Rappelons-nous, en effet, que Paris n’a pas actuellement assez d’eau potable : que dans quelques mois, à l’arrivée de l’Avre, il aura strictement l’indispensable. Mais il y a lieu de prévoir l’avenir, et un avenir très prochain, dans les éventualités duquel il faut faire figurer, d’un côté, l’accroissement annuel probable de la population parisienne, les 600,000 habitans de la banlieue admis aux mêmes bienfaits que leurs concitoyens intra muros, le développement enfin, volontaire ou imposé, des habitudes hygiéniques chez tout ce monde, et d’autre part, l’incertitude très grande où l’on est de pouvoir dériver encore de nouvelles sources, suffisantes pour ces nouveaux besoins.

Il y a quelque temps, un des hygiénistes les plus perspicaces de notre époque définissait ainsi le double devoir qui incombe aux administrateurs de nos modernes cités : « Deux conditions sont nécessaires pour l’assainissement d’une ville. Elle doit recevoir en quantité suffisante une eau potable, et elle doit écouler sans stagnation possible, et rejeter au loin, avant toute fermentation, les matières impures et les eaux usées de la vie et de l’industrie[4]. »

Et citant ces paroles à ses collègues, un conseiller municipal s’écriait aussitôt : « Messieurs, c’est là tout notre programme. » Oui, c’est là tout le programme. Espérons-le, il n’aura rien de commun avec ces programmes électoraux, dont un député de Paris a, pour l’étonnement des âges futurs et l’enseignement de celui-ci, fait rassembler la curieuse collection. C’est un programme dont on veut, dont on poursuit l’accomplissement.

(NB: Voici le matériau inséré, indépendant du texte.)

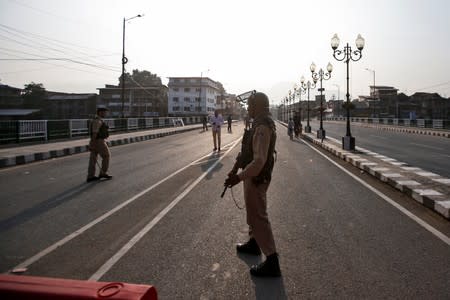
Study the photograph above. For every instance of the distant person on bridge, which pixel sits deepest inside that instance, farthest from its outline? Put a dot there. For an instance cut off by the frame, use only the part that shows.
(97, 145)
(216, 123)
(205, 123)
(257, 160)
(229, 120)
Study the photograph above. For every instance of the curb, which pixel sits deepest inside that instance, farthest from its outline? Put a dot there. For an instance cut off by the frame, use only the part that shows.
(403, 129)
(25, 159)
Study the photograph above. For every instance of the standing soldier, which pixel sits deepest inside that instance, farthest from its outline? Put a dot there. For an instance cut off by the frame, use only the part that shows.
(257, 160)
(216, 123)
(97, 145)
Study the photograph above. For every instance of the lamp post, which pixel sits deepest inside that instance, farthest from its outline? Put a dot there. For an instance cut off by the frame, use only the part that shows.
(124, 62)
(339, 90)
(299, 90)
(320, 76)
(285, 108)
(373, 91)
(348, 142)
(307, 86)
(200, 93)
(290, 105)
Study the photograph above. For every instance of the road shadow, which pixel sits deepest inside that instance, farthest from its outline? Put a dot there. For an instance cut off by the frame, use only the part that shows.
(265, 288)
(269, 288)
(209, 162)
(43, 207)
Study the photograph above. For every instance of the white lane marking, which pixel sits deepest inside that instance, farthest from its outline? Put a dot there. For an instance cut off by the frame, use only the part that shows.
(81, 230)
(116, 257)
(422, 223)
(426, 146)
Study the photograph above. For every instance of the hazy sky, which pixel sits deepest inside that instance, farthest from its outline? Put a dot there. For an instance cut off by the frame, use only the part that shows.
(245, 44)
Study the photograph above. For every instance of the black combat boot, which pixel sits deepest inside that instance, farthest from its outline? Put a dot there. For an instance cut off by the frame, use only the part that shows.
(251, 247)
(268, 268)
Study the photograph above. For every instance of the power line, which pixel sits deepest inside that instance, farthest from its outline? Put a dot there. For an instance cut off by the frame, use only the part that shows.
(37, 36)
(58, 59)
(43, 58)
(44, 47)
(61, 66)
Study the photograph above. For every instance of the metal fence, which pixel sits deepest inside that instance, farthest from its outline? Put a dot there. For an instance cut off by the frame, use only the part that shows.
(17, 131)
(419, 123)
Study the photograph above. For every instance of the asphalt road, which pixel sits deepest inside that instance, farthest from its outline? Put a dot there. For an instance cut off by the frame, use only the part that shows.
(431, 153)
(161, 221)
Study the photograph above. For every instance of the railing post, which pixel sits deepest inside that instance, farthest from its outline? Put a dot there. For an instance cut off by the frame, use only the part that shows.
(46, 130)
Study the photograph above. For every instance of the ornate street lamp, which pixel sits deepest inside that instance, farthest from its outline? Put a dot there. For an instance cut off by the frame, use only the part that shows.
(307, 86)
(298, 90)
(286, 100)
(320, 76)
(348, 142)
(124, 62)
(290, 105)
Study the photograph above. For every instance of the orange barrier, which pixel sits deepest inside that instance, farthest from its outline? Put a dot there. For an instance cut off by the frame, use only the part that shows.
(31, 287)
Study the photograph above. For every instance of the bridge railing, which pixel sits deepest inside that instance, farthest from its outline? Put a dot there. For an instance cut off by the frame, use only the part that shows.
(18, 131)
(419, 123)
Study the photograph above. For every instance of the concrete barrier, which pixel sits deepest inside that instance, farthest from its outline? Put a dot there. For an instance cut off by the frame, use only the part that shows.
(31, 287)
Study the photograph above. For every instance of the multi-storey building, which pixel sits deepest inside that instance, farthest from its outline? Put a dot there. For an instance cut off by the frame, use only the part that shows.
(69, 105)
(140, 101)
(192, 95)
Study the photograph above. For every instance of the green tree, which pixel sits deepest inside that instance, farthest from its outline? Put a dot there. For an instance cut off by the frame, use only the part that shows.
(34, 95)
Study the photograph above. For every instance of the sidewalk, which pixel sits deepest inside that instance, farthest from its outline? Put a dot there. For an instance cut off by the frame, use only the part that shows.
(429, 189)
(26, 154)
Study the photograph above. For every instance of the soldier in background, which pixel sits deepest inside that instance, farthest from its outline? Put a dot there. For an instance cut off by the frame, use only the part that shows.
(216, 124)
(257, 160)
(97, 146)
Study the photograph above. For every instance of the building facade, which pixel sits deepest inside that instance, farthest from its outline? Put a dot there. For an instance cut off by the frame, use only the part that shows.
(193, 95)
(140, 101)
(70, 106)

L’œuvre est considérable. Je viens d’essayer de montrer tout ce qu’en exige encore la première partie. La seconde ne demande pas moins de sagacité, de persévérance et d’argent.

J. Fleury.
  1. Voir, dans la Revue du 15 mai 1873, le Service des eaux à Paris, par M. Maxime Du Camp.
  2. Le promoteur de l’idée du captage des eaux souterraines de la plaine de l’Yonne paraît avoir été Alfred Cahen, alors ingénieur en chef à Chartres, mort trop jeune, il y a peu de temps. La dignité de caractère de cet homme distingué est le plus sûr garant de la sincérité de ses appréciations.
  3. Je ne puis, on le comprendra, passer ici en revue tout ce qui a été essayé pour améliorer la qualité des eaux de rivière. Les procédés sont nombreux : aucun n’a donné jusqu’ici de résultats concluans, et, en particulier, ceux fondés sur des réactions chimiques. Cependant, il se fait en ce moment, à Boulogne-sur-Seine, et sur une grande échelle, à Libourne, des essais d’un procédé qui arrive à une épuration satisfaisante par réaction du fer. Est-ce applicable à de grands volumes d’eau ? Il convient de ne pas se prononcer encore. — Dans un autre ordre d’idées, il faut citer aussi un essai intéressant qui se poursuit à Nantes. Le filtre dont il s’agit consiste en une tour en maçonnerie construite dans le lit même de la Loire. Des matériaux filtrans, sable et gravier, sont accumulés tout autour en talus réguliers. Des barbacanes, ménagées dans la tour, y laissent pénétrer l’eau qui a traversé la masse filtrante. Oq obtient, paraît-il, des résultats satisfaisans. Nous souhaitons qu’ils s’affirment par une expérience plus prolongée, tout en craignant qu’un semblable filtre soit difficilement applicable en grand.
  4. Docteur Proust, Rapport au conseil général d’hygiène.